Abstract

Hyperspectral image (HSI) classification is a challenging problem due to the high dimensional features, high intra-class variance, and limited prior information, and the classification is the basis for HSI applications. Active learning (AL) and semisupervised learning (SSL) are two promising approaches in the HSI classification. In AL, the traditional entropy query-by-bagging (EQB) algorithm only pays attention on uncertainty and ignore the diversity among the samples. Therefore, we propose averaged normalized entropy query-by-bagging (anEQB) algorithm. Meanwhile, the collaborative active learning and semisupervised learning framework (CASSL) may invoke many wrong pseudolabels and deteriorate the classification performance. To make up for the deficiency of CASSL, we complement different AL algorithms to constitute a multiple filtering mode semisupervised learning framework (MFMSLF). To further study, we introduce syncretic secondary filtering mode into multiple verification semisupervised framework and thus constitute a multiple secondary filtering mode semisupervised verification framework (MSFMSVF).
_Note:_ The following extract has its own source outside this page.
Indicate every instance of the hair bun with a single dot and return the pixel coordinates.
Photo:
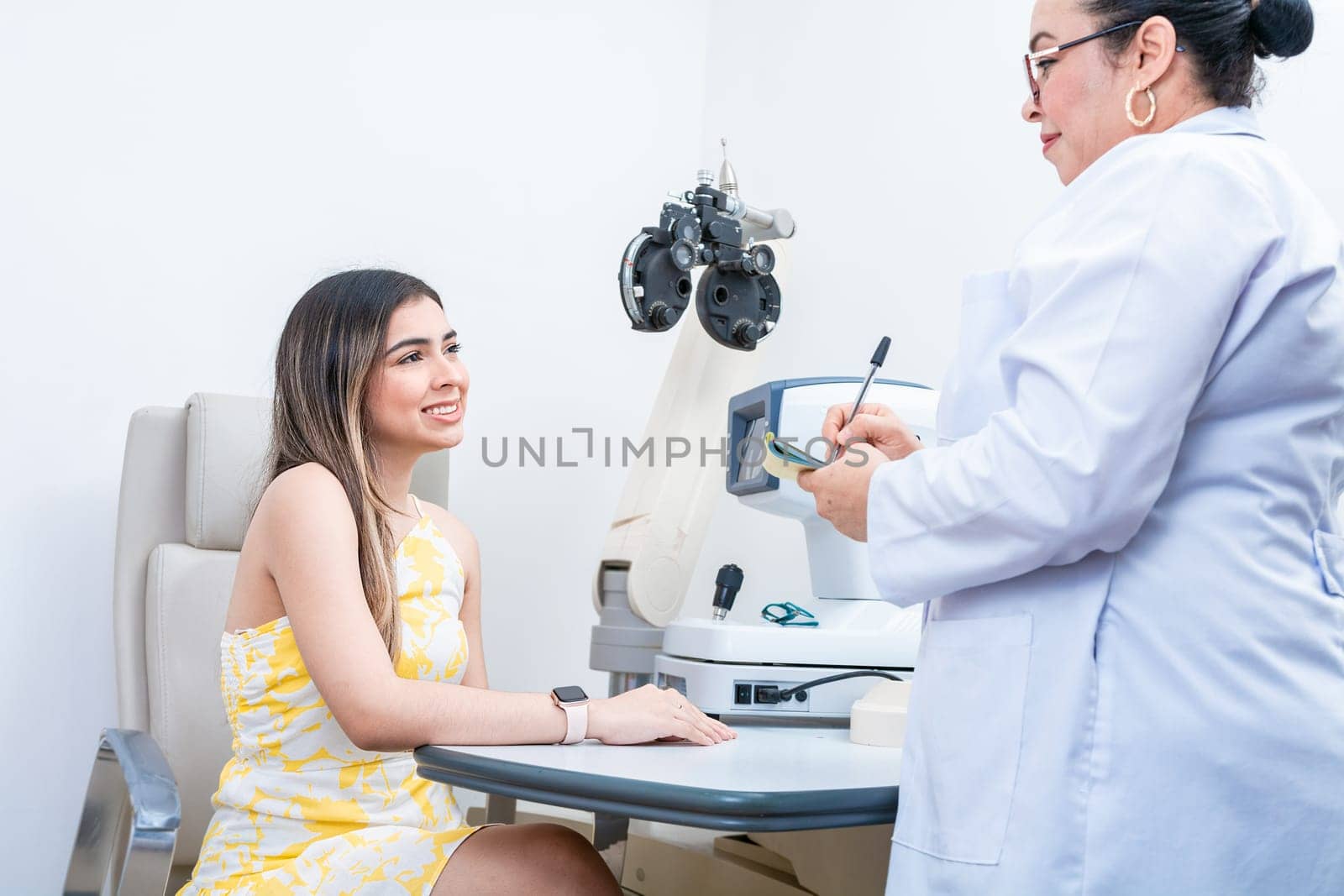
(1283, 27)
We evaluate the performance of anEQB, MFMSLF, and MSFMSVF on different hyperspectral data sets and compare them with other state-of-the-art HSI classification methods. Numerical experimental results reveal the superior classification performance of anEQB, MFMSLF, and MSFMSVF, respectively. Experimental results also demonstrate that exploring the information and diversity of the samples from different criterion can improve the classification performance of the collaborative framework.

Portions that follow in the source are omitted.